A new office building for U.S. Forest Service rangers in Rabun County is the first Forest Service office in the country to receive the gold-level Leadership in Energy and Environmental Design certification.
The Gold LEED certification is the second-highest rating given to buildings by the Green Building Council for newly constructed buildings that have been designed with energy-saving features and constructed with less waste.
"We felt like this was an important thing to do," said George Bain, forest supervisor for the Chattahoochee and Oconee National Forests in Georgia, in a statement released by the forest service. "When you look at the impacts that buildings have on our environment, it is significant."
The office for the employees of the Chattooga River Ranger District was built with materials purchased from regional suppliers and has multiple features to save water and electricity.
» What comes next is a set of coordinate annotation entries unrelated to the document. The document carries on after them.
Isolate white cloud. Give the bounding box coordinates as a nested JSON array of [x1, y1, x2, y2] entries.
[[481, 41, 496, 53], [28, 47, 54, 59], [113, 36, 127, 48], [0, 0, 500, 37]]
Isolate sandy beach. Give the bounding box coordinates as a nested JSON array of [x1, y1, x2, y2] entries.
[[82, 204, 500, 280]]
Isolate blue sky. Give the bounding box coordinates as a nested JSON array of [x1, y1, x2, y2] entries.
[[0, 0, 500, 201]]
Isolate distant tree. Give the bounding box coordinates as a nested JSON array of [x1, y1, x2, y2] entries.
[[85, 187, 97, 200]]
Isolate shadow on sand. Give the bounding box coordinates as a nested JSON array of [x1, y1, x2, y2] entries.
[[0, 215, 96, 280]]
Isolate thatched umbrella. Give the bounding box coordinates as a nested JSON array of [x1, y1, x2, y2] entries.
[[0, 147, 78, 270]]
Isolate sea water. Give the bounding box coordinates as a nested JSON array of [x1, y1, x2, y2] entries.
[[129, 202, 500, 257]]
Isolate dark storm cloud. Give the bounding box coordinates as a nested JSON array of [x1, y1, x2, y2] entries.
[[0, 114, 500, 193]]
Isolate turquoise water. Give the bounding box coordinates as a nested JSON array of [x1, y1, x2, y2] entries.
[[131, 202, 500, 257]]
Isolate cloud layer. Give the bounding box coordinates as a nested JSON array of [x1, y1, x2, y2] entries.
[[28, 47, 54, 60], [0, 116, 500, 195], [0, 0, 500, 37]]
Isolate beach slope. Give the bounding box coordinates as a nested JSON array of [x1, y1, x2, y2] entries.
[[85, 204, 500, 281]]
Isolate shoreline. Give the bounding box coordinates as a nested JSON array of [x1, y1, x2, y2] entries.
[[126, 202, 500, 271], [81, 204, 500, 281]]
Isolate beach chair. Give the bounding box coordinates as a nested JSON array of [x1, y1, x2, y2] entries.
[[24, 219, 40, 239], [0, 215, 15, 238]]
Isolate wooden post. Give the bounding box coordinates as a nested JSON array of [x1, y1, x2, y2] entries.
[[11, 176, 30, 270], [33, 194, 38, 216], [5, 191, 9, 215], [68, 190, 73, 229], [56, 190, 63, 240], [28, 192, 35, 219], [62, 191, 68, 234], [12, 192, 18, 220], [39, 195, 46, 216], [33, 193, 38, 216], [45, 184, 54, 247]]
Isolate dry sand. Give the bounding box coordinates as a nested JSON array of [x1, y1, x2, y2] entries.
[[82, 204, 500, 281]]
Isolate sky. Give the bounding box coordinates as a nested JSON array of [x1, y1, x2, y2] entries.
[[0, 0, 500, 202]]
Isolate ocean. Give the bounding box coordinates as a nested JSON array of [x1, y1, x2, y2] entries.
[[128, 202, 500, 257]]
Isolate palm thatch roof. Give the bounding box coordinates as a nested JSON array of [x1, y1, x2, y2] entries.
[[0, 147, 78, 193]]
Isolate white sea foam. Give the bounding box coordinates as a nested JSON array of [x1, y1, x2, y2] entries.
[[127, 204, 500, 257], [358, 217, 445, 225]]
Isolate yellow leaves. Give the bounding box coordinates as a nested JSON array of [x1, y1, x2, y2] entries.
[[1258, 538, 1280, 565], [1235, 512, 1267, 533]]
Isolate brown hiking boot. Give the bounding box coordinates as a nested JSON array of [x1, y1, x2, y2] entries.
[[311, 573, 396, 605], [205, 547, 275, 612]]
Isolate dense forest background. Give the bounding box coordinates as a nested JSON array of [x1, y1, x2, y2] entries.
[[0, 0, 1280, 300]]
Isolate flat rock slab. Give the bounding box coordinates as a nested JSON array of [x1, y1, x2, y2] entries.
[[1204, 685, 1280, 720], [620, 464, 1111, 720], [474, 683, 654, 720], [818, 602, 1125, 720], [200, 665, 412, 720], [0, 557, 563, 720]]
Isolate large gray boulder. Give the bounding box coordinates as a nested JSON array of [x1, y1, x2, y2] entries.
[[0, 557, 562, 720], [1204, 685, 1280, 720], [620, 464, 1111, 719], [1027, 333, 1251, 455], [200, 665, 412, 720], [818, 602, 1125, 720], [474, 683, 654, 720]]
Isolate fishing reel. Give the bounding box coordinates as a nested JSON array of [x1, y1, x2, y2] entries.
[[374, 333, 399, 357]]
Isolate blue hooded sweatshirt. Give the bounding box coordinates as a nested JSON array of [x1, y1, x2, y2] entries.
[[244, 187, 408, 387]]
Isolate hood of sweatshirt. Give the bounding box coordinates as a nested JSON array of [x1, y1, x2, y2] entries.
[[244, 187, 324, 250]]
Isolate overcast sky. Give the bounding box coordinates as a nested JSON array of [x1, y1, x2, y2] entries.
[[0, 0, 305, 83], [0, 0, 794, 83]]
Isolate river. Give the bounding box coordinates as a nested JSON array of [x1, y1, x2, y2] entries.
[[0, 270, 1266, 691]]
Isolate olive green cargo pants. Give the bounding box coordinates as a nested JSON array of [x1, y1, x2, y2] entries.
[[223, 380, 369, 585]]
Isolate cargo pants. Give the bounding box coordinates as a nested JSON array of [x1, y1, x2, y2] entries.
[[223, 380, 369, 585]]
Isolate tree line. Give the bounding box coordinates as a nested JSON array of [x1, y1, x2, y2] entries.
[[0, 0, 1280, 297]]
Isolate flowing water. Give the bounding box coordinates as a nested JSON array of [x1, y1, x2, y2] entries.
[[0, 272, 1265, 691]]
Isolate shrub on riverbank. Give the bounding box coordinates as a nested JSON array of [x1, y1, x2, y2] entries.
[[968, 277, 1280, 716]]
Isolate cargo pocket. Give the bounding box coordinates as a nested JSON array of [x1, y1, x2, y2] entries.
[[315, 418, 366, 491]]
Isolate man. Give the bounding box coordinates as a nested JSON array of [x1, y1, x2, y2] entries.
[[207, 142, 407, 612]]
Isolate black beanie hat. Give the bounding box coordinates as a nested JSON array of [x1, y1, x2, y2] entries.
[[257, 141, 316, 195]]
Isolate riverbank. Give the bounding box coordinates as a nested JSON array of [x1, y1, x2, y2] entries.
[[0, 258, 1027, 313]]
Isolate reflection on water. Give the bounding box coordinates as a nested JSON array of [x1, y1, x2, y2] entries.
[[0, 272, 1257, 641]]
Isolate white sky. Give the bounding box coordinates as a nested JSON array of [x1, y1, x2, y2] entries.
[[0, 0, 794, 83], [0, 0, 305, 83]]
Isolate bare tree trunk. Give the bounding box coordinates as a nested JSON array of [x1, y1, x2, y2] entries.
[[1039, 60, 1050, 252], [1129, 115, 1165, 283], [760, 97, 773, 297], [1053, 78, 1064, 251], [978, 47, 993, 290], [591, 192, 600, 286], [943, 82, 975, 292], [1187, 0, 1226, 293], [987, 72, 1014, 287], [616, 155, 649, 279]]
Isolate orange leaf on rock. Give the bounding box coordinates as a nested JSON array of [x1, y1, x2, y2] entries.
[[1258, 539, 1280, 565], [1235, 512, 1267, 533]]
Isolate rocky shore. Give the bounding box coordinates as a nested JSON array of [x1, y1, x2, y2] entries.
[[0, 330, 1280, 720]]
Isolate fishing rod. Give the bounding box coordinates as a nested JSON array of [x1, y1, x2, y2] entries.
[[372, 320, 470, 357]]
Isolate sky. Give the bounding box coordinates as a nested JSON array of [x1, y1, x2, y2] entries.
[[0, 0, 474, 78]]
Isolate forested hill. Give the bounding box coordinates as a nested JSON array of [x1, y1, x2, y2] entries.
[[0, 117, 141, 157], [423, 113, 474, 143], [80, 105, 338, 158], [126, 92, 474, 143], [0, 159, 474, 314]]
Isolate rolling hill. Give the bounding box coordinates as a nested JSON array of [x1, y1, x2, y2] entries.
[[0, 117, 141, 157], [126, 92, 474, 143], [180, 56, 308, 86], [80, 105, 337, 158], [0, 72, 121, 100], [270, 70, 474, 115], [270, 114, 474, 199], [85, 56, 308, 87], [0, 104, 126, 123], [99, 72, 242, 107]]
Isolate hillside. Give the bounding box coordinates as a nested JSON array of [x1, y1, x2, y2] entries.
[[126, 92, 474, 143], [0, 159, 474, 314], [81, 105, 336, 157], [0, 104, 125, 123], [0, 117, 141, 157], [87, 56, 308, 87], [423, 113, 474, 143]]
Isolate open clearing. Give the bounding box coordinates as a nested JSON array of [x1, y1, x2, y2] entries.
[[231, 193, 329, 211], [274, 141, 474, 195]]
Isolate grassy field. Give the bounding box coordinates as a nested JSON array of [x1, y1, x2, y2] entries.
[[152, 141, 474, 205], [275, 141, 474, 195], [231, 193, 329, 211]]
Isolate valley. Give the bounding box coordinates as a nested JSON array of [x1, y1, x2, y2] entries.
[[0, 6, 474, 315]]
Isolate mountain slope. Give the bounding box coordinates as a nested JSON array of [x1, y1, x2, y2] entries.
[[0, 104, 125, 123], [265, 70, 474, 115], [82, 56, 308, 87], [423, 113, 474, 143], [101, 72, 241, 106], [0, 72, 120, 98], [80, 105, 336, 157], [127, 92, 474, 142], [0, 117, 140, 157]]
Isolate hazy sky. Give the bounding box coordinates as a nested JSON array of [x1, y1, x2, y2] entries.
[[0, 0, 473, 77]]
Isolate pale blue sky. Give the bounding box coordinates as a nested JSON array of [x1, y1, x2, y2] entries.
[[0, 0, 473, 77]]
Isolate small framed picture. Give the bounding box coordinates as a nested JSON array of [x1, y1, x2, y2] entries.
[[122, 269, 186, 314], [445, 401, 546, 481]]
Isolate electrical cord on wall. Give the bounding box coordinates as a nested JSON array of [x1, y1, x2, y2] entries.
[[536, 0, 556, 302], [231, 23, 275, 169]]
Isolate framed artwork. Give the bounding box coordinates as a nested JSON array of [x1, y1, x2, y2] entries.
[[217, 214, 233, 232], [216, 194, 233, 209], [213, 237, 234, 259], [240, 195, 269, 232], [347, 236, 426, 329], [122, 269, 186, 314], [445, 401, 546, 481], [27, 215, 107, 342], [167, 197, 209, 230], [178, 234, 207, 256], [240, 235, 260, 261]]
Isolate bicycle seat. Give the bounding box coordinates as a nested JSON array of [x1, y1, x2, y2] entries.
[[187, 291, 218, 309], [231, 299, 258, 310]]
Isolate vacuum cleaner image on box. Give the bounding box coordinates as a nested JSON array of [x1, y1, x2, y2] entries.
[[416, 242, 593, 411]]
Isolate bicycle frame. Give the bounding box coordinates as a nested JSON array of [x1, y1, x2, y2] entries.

The building features a geothermal system for heating and cooling, an energy-efficient water heater and light sensors that brighten or dim the interior lights based on the amount of daylight coming through the window, according to a news release from the U.S. Forest Service.
The building uses less water than traditionally built structures because it has low-flow toilets and the landscaping around the building was designed to require little water.
In a statement, Bain said he plans to construct future forest service buildings using energy-efficient materials and practices.
"I hope this is just the beginning for us," he said.